Mais les commandes continuent d'augmenter.
La rumeur dit qu'après la guerre du Golfe en 1991, le Pentagone a commencé à répartir les commandes entre plusieurs restaurants pour éviter des pics anormaux dans une seule pizzeria.
Mais Google Maps se moque de savoir d'où vous commandez. Il surveille l'affluence de toute la zone.
Le 3 janvier à l'aube, les forces américaines ont lancé un raid au Venezuela et capturé Maduro.
Après coup, des gens ont consulté les archives de pizzint.watch. Quelques heures avant l'opération, le Pizza DEFCON était passé au niveau 4, avec une affluence presque deux fois supérieure à la normale.
@PenPizzaReport avait également émis une alerte.
Mais cette fois, l'histoire ne se limite pas à la pizza.
L'analyste on-chain lookonchain a découvert que trois portefeuilles sur Polymarket avaient massivement parié sur « la chute de Maduro » quelques heures avant l'opération.
Ces trois portefeuilles avaient plusieurs points communs :
tous créés il y a seulement quelques jours. Ils ne pariaient que sur des marchés liés au Venezuela. Aucun autre historique de transactions.
L'un de ces portefeuilles, créé le 27 décembre, a misé 34 000 dollars alors que la cote pour « Maduro tombant avant le 31 janvier » n'était que de 6 %. Un autre a misé 5 800 dollars, et un troisième 25 000 dollars.
Au moment où Trump a posté sur Truth Social à 4h21 du matin, le profit total des trois portefeuilles s'élevait à :
630 000 dollars.
Selon un reportage de The New Republic, l'armée américaine avait discuté de cette opération le jour de Noël. Le 27 décembre, l'un des portefeuilles a été créé.
Coïncidence ?
Le Wall Street Journal a calculé que les marchés concernant Maduro sur Polymarket avaient attiré un total de 56,6 millions de dollars de paris. Sur ce montant, 40 millions étaient pariés sur sa chute avant fin novembre ou fin décembre, et ont tous été perdants.
Ces trois portefeuilles ont parié sur une chute avant le 31 janvier.
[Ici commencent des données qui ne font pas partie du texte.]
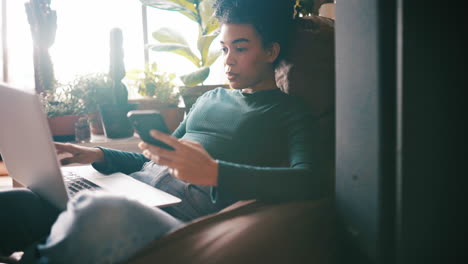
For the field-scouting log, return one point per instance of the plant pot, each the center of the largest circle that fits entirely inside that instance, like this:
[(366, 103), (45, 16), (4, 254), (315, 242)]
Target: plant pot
[(191, 94), (115, 121), (95, 124), (63, 127)]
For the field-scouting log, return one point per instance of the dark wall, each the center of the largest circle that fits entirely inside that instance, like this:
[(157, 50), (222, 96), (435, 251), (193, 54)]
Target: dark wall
[(431, 157), (400, 151)]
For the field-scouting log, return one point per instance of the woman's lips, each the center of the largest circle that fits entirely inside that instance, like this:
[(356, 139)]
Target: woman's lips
[(231, 76)]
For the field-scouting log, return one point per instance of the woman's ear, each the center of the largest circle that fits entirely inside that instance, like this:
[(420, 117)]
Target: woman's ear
[(273, 52)]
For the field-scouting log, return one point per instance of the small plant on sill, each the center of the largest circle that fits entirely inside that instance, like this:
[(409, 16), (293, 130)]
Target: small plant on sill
[(155, 84)]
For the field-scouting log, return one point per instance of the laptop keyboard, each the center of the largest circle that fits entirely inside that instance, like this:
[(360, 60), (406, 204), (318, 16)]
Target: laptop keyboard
[(76, 183)]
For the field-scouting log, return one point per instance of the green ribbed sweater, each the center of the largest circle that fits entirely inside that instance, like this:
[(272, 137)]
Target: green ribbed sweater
[(250, 135)]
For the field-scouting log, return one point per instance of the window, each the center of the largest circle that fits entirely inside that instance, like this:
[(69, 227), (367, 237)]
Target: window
[(82, 40)]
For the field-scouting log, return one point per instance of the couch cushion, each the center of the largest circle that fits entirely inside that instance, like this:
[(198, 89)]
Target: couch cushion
[(308, 70), (294, 232)]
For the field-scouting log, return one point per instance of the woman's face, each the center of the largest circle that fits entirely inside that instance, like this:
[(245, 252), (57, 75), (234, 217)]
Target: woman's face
[(247, 63)]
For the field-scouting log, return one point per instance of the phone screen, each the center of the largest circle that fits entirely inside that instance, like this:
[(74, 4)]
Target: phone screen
[(145, 120)]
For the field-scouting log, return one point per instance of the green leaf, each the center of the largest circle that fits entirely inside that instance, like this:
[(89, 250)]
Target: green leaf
[(176, 48), (212, 57), (184, 7), (133, 74), (195, 77), (203, 44), (167, 35), (208, 22)]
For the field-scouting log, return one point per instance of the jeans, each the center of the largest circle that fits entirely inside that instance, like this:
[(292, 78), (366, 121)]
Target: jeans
[(99, 227)]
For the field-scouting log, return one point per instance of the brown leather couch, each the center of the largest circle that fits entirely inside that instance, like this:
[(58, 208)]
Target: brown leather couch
[(287, 232)]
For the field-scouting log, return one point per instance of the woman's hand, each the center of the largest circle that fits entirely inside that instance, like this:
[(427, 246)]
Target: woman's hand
[(189, 161), (78, 154)]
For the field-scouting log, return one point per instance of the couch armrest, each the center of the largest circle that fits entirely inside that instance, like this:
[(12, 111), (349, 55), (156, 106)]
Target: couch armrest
[(253, 232)]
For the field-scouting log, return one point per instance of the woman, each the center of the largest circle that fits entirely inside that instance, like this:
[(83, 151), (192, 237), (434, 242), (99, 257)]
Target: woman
[(229, 148)]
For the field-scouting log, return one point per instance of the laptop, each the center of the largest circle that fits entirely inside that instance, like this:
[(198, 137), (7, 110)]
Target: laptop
[(30, 156)]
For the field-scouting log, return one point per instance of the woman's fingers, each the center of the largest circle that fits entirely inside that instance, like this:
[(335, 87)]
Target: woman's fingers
[(168, 139)]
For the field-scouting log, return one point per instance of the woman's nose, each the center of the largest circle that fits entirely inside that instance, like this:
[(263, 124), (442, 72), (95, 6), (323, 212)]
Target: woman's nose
[(229, 58)]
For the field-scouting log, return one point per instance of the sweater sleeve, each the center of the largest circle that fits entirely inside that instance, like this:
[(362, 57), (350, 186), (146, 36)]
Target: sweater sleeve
[(120, 161), (304, 179)]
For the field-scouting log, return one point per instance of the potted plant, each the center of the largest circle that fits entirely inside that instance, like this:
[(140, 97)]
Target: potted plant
[(114, 113), (93, 89), (160, 93), (63, 109), (168, 40)]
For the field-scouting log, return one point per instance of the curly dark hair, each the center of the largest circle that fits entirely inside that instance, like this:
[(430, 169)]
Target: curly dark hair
[(272, 19)]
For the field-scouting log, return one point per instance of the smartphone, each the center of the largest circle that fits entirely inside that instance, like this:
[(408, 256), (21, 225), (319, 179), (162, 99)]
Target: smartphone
[(145, 120)]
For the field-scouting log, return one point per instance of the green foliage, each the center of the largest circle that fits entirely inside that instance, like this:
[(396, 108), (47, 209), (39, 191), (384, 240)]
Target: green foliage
[(93, 89), (152, 83), (201, 12), (304, 7), (61, 101), (81, 96)]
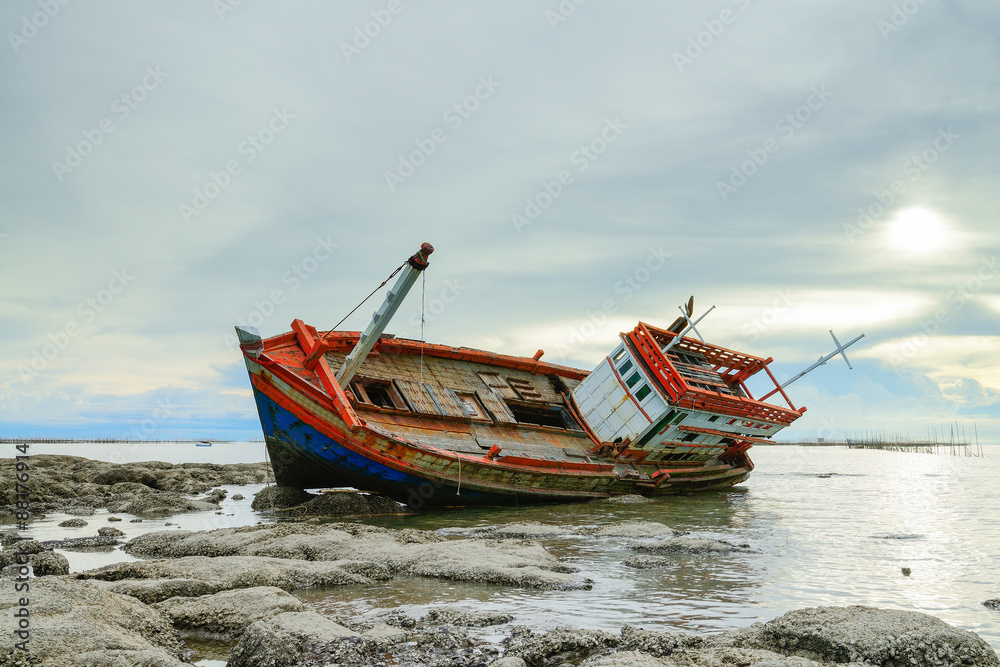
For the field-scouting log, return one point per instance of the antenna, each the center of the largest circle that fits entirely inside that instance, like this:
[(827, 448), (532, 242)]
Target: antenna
[(822, 360), (690, 326)]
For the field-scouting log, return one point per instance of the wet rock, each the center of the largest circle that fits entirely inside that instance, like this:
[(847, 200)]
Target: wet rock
[(466, 618), (49, 563), (511, 661), (531, 530), (150, 591), (559, 645), (77, 623), (216, 496), (657, 644), (96, 542), (447, 638), (371, 550), (279, 497), (352, 504), (386, 635), (229, 612), (626, 659), (650, 562), (16, 553), (398, 619), (878, 636), (130, 498), (689, 545), (286, 639), (222, 574), (73, 523), (79, 486), (633, 529), (117, 474), (629, 499)]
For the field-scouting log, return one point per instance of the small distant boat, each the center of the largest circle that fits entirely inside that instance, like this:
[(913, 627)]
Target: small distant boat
[(434, 425)]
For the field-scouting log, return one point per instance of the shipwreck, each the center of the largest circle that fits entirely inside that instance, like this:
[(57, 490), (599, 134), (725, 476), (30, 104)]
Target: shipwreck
[(435, 425)]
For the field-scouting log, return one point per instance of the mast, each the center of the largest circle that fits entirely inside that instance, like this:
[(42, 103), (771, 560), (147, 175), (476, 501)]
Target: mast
[(393, 299)]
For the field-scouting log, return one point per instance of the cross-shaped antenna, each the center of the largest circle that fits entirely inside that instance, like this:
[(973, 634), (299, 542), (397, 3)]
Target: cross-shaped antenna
[(689, 327), (822, 360)]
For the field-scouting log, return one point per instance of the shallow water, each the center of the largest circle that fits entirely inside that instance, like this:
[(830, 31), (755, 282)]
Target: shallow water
[(832, 527)]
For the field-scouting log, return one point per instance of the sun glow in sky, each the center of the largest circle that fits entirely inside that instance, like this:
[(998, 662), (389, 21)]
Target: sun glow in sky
[(920, 231)]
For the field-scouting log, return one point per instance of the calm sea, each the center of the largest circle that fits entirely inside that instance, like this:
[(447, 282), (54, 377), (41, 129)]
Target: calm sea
[(831, 526)]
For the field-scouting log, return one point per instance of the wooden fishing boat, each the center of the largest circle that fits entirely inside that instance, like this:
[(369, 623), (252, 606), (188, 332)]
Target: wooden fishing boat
[(434, 425)]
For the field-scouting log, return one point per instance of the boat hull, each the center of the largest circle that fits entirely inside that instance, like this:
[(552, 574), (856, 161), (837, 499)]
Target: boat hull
[(310, 447)]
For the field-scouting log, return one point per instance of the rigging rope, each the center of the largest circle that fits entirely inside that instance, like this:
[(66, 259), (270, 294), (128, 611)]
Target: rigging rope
[(423, 293), (398, 269)]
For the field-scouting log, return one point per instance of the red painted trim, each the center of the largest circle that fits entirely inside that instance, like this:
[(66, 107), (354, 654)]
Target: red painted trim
[(310, 345), (345, 340), (513, 464), (627, 392), (733, 436), (663, 371)]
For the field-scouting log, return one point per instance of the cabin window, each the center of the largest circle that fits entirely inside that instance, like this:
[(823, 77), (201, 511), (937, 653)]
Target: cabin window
[(525, 389), (543, 415), (380, 393), (498, 384), (470, 405)]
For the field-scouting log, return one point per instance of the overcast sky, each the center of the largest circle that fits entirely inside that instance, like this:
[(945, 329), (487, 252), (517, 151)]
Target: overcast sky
[(172, 168)]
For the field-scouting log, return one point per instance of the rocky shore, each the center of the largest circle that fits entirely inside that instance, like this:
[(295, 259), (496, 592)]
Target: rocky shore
[(80, 486), (88, 621), (244, 588), (237, 585)]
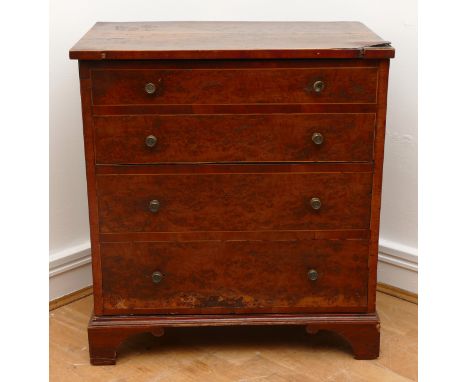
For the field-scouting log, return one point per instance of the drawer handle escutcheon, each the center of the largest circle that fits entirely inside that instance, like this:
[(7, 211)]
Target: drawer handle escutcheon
[(151, 141), (315, 203), (157, 277), (317, 138), (318, 86), (154, 206), (312, 275), (151, 88)]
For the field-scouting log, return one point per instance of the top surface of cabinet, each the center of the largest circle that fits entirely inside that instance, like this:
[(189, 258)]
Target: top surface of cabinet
[(229, 40)]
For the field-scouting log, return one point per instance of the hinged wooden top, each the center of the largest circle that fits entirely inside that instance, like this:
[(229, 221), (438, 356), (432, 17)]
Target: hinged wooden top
[(229, 40)]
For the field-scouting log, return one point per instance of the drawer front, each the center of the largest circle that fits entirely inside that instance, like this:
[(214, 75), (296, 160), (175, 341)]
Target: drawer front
[(234, 138), (234, 86), (235, 276), (233, 202)]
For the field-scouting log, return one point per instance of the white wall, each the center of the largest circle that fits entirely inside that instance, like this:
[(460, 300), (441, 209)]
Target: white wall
[(394, 20)]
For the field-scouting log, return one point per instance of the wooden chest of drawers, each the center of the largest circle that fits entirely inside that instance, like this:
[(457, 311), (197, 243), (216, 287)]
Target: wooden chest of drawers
[(234, 176)]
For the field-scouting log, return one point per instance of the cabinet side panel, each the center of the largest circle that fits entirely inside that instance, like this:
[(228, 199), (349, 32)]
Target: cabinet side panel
[(88, 134), (377, 180)]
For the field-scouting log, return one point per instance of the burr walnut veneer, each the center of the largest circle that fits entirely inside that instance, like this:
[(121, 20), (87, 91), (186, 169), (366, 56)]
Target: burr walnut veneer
[(234, 176)]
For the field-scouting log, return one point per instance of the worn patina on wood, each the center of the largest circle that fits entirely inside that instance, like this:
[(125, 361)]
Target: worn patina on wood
[(234, 176)]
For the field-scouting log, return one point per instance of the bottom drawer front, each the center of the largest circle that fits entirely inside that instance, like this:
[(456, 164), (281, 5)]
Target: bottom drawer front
[(234, 276)]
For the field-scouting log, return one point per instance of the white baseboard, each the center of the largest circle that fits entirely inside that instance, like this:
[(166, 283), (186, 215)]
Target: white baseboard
[(70, 269), (398, 265)]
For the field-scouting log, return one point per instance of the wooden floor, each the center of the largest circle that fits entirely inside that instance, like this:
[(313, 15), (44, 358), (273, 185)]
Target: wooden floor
[(236, 354)]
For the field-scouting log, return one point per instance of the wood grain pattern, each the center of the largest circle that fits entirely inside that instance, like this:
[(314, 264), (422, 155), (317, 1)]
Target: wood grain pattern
[(281, 353), (377, 180), (234, 138), (235, 276), (362, 331), (88, 138), (234, 176), (234, 86), (208, 40), (233, 202)]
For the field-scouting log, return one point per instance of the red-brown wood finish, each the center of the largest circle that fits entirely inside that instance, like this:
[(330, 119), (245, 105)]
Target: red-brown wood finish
[(235, 276), (234, 86), (233, 202), (234, 138), (233, 40), (234, 169), (106, 333)]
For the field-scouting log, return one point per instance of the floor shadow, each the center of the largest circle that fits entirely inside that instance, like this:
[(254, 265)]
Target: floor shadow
[(238, 338)]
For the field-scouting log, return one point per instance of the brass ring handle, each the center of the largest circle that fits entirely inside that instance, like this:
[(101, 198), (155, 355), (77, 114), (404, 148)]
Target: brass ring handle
[(312, 275), (151, 141), (151, 88), (154, 206), (318, 86), (157, 277), (317, 138), (315, 203)]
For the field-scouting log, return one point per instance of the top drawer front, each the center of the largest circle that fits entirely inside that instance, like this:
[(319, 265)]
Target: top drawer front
[(234, 86)]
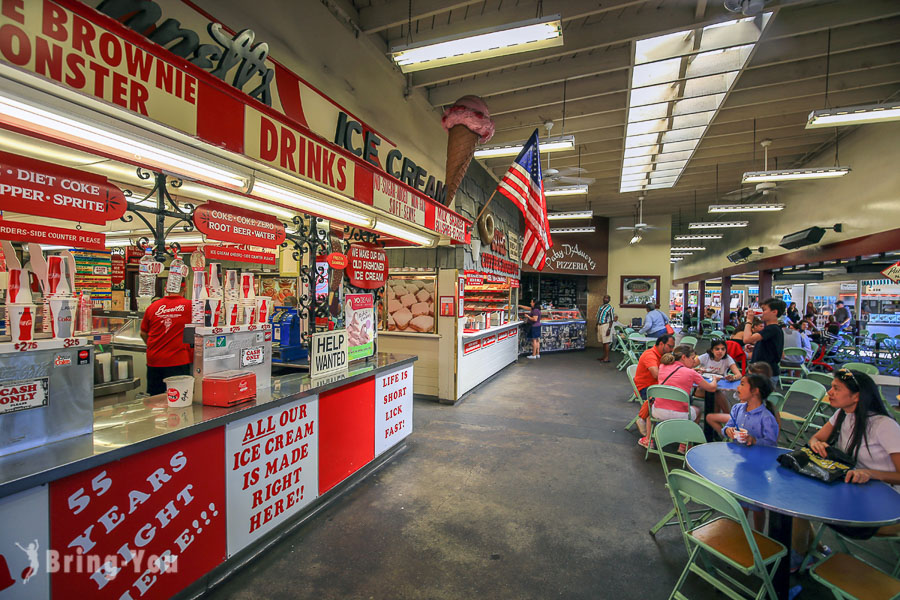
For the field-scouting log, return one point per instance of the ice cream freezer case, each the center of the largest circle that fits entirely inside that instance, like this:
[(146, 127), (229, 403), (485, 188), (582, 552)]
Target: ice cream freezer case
[(561, 329)]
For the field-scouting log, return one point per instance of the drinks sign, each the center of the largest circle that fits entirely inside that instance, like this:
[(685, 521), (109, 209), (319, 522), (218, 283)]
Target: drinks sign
[(366, 266), (35, 187), (230, 224)]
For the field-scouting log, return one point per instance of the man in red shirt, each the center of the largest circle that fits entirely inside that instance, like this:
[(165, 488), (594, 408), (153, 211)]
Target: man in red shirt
[(162, 329), (648, 363)]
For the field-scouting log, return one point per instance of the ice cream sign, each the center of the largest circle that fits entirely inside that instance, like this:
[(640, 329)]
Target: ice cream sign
[(35, 187)]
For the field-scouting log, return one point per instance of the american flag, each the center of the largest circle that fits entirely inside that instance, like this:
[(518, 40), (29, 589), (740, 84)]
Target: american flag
[(524, 186)]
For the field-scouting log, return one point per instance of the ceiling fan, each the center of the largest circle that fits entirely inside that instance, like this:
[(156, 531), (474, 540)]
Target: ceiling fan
[(639, 226)]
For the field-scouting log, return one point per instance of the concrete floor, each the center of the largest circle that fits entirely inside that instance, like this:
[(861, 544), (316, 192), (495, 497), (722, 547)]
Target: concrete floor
[(528, 489)]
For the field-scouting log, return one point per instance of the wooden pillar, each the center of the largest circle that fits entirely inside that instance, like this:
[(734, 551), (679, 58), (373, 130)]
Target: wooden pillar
[(726, 300), (765, 285), (701, 302)]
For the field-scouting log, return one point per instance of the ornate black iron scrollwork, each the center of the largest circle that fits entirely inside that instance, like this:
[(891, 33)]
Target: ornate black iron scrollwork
[(164, 206)]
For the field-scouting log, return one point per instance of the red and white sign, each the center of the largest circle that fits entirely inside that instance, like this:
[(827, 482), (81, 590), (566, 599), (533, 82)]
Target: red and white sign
[(42, 234), (273, 469), (893, 272), (238, 225), (472, 346), (367, 266), (336, 260), (25, 394), (35, 187), (145, 526), (239, 255), (393, 408)]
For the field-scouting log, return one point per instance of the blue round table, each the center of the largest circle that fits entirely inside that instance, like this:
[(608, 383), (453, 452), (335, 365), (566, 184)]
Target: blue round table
[(752, 474)]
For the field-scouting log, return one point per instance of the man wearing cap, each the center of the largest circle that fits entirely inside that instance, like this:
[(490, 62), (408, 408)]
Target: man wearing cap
[(162, 329)]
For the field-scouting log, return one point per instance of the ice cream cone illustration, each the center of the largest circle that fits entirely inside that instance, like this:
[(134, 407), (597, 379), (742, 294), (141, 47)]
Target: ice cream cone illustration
[(467, 122)]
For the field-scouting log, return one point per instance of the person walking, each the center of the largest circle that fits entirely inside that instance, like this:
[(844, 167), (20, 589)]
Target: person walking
[(605, 318), (655, 323)]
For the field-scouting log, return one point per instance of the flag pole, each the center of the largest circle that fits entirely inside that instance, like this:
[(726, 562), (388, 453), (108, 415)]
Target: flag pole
[(486, 204)]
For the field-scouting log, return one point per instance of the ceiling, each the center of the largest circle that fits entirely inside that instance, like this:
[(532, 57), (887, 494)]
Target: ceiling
[(784, 79)]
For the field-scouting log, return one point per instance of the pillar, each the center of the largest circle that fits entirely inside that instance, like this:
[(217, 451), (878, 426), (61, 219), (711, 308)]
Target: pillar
[(765, 285), (726, 300)]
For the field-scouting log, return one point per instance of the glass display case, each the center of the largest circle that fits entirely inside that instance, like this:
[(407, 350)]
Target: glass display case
[(408, 304), (561, 329)]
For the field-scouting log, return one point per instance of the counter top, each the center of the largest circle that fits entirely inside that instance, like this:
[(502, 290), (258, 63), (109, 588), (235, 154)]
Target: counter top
[(133, 426), (468, 336)]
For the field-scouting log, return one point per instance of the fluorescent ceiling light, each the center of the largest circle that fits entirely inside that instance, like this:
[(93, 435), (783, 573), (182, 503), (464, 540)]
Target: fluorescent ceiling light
[(590, 229), (699, 236), (581, 214), (555, 144), (310, 205), (717, 224), (71, 129), (513, 38), (678, 83), (853, 115), (569, 190), (403, 233), (765, 207), (794, 174)]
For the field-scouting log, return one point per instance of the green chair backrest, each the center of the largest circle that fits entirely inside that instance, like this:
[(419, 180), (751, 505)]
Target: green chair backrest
[(861, 367), (689, 340), (668, 392), (701, 491), (823, 378)]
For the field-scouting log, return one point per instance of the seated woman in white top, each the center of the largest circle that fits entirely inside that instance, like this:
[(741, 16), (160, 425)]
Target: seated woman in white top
[(868, 434)]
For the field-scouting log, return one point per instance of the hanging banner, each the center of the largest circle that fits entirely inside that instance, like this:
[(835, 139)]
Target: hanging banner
[(35, 187), (59, 236), (239, 255), (238, 225), (367, 266)]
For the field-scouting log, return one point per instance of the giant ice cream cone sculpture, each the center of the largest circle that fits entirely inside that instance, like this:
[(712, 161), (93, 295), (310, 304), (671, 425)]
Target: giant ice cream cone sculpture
[(467, 122)]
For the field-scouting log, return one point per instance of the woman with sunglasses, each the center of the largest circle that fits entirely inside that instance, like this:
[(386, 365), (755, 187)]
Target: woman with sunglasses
[(866, 433)]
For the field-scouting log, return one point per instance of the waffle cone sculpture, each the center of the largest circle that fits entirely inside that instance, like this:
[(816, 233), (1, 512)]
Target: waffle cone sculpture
[(467, 122)]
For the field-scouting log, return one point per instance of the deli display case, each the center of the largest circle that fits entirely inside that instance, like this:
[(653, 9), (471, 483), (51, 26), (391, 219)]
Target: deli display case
[(561, 329)]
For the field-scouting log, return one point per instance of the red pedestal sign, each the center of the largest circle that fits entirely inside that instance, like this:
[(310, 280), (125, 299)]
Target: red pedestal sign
[(367, 266), (35, 187), (240, 226), (41, 234), (146, 526), (239, 255)]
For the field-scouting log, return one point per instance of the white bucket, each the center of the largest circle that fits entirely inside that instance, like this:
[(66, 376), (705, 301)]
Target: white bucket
[(179, 390)]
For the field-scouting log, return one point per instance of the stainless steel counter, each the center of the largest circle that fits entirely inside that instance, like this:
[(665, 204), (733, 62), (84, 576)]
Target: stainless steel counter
[(136, 425)]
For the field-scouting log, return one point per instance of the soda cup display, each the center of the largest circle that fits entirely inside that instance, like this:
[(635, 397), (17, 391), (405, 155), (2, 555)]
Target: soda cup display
[(21, 322), (179, 390), (62, 316), (263, 308)]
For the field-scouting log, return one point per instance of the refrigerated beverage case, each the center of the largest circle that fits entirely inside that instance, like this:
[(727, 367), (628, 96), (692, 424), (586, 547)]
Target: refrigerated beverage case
[(146, 277)]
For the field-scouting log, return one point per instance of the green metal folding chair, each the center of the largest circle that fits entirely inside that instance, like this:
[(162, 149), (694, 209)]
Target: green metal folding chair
[(849, 578), (727, 539), (666, 392), (791, 371), (815, 416), (676, 431)]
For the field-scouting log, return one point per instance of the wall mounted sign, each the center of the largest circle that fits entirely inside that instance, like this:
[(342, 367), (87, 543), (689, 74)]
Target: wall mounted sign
[(639, 290), (328, 352), (367, 266), (238, 225), (229, 93), (59, 236), (35, 187), (239, 255)]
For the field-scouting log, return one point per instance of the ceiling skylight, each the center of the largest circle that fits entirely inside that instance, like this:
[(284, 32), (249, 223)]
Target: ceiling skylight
[(678, 83)]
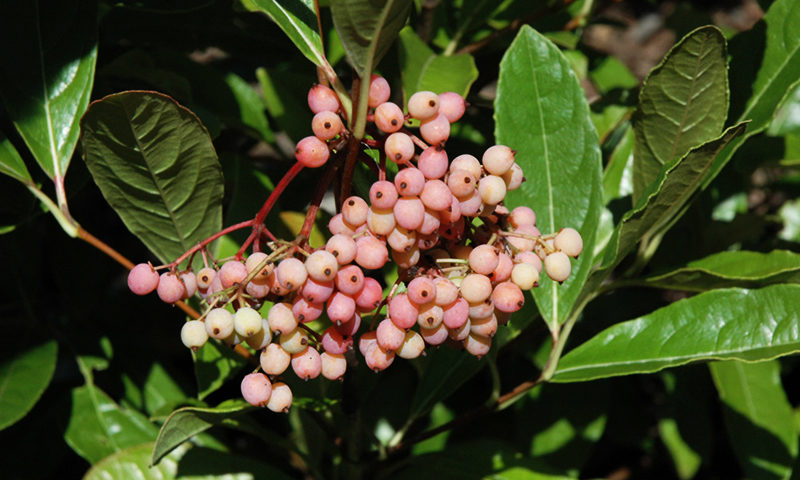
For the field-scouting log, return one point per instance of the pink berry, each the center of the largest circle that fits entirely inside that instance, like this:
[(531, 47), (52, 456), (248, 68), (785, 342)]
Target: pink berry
[(452, 106), (433, 162), (326, 125), (383, 194), (389, 117), (256, 389), (435, 130), (379, 91), (399, 147), (312, 152), (170, 288), (142, 279)]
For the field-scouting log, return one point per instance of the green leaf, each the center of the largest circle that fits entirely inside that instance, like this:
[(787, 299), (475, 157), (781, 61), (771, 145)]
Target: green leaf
[(298, 21), (758, 417), (24, 376), (424, 70), (777, 75), (250, 106), (445, 370), (617, 176), (741, 324), (732, 269), (98, 427), (185, 423), (666, 197), (11, 163), (368, 28), (682, 103), (46, 78), (197, 463), (214, 364), (156, 166), (541, 112)]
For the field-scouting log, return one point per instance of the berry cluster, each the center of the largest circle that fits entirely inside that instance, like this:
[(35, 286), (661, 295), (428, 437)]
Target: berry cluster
[(463, 259)]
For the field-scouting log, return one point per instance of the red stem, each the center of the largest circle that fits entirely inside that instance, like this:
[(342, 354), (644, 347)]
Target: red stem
[(204, 243)]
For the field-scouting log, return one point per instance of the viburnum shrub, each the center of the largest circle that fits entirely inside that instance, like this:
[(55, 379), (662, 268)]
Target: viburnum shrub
[(510, 251), (463, 259)]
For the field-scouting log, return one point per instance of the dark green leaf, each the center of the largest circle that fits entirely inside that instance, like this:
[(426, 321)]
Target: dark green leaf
[(617, 176), (741, 324), (214, 364), (424, 70), (98, 427), (445, 371), (197, 463), (46, 78), (777, 75), (11, 163), (24, 375), (732, 269), (367, 28), (298, 21), (683, 103), (187, 422), (758, 417), (156, 166), (666, 197), (541, 112)]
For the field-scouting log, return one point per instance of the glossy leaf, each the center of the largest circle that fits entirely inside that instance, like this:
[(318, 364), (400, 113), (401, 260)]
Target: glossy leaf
[(155, 165), (98, 427), (185, 423), (24, 376), (777, 75), (541, 112), (741, 324), (445, 371), (367, 28), (666, 197), (47, 77), (11, 163), (732, 269), (424, 70), (682, 103), (298, 21), (758, 417), (214, 364), (197, 463)]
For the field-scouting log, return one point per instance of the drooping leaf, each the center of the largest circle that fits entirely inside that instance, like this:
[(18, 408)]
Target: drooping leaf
[(367, 28), (47, 77), (732, 269), (11, 163), (541, 112), (98, 427), (424, 70), (214, 364), (751, 325), (777, 75), (682, 103), (446, 370), (298, 21), (155, 165), (184, 423), (666, 197), (24, 375), (758, 417), (198, 463)]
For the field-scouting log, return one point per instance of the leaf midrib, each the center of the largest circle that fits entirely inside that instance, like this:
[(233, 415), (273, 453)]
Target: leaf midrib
[(161, 192)]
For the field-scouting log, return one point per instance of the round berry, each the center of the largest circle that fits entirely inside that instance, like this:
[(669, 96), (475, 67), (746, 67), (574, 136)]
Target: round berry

Mais qui sont ces trois portefeuilles ?
Personne ne le sait. Les adresses on-chain sont publiques, mais pas les personnes derrière. Polymarket fonctionne sur la blockchain Polygon, avec des serveurs hors des États-Unis.
Le membre du Congrès américain Ritchie Torres a déclaré vouloir proposer une loi, le « Public Integrity Financial Prediction Markets Act of 2026 », interdisant aux fonctionnaires fédéraux et aux initiés politiques de parier sur les marchés prédictifs.
Mais même si c'était quelqu'un de la Maison Blanche qui avait parié, vous ne pourriez pas le prouver.
Certains disent qu'il s'agit de délit d'initié.
Mais d'autres disent que peut-être qu'ils ont simplement regardé l'indice pizza.
Mettons la chronologie côte à côte :
Années 1980 : les agents soviétiques surveillent les livraisons de pizzas. C'est une compétence professionnelle des services de renseignement.
Années 1990 : Frank Meeks partage cette règle avec des journalistes. Cela devient une légende urbaine.
2024 : quelqu'un utilise Google Maps pour en faire un site web public. Tout le monde peut le consulter.
2026 : quelqu'un utilise ces informations publiques pour gagner 630 000 dollars sur un marché prédictif.
Au passage, le New York Times et le Washington Post étaient également au courant avant le début de l'opération. Mais les deux journaux ont choisi de ne pas publier, invoquant la protection de la sécurité des troupes américaines, en accord avec « la longue tradition journalistique américaine ».
Pendant que les médias traditionnels débattaient encore de la publication, l'information avait déjà fuité.
Aujourd'hui, l'ancien ordre de l'information se fissure. « Qui sait en premier » est en train d'être redéfini.
Dans le nouvel ordre, l'information est dispersée dans diverses données publiques, attendant d'être découverte, combinée et évaluée.
Quand l'appétit du Pentagone devient l'oracle de toute l'humanité, nous réalisons :
Le brouillard de la guerre existe toujours, mais il ne sent plus la poudre, il sent peut-être la pizza.